Jay Goldberg, Analyst

That's very helpful. And so I guess just last question, CJ, can you give us an update on your software in-sourcing, how that's progressing? Maybe tease a little bit about what we're going to see at the Analyst Day on the software front.

Charles J. Prober, CEO

Yes, it's a major priority for us, as mentioned earlier. We've made significant progress by completing the VAAG acqui-hire, which has really accelerated our efforts in Chennai. We've brought on about 60 engineers who are focused on home networking, mobile applications, and cloud services. Our team in Cork is being led by an excellent leader who is assembling a strong team. Additionally, other departments are also expanding their teams in Richmond, Vancouver, and Taipei. Everything is progressing well. The remarkable aspect of this in-sourcing is that it improves product quality and accelerates execution, resulting in significant benefits for customers, all while maintaining similar costs. We're reducing our reliance on contractors who lack the motivation to embrace automation and AI like we are internally.

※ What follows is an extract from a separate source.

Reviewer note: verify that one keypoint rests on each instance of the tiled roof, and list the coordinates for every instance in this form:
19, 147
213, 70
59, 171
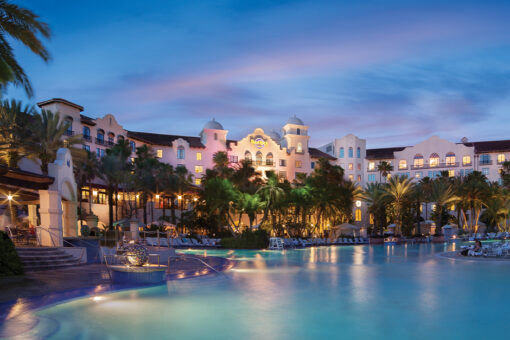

This is proving to be a substantial advantage for us, and we're very excited about the new team members we've recently onboarded. And if I didn't mention it earlier, thank you for joining the call. It's great to have you.

Operator, Operator

And everyone, at this time, there are no further questions. I'd like to hand the call back to Mr. CJ Prober for any additional or closing remarks.

Charles J. Prober, CEO

Just a quick shout out to the Global NETGEAR team. Thanks for delivering on another great quarter.

Operator, Operator

And once again, ladies and gentlemen, that does conclude today's conference. You may now disconnect.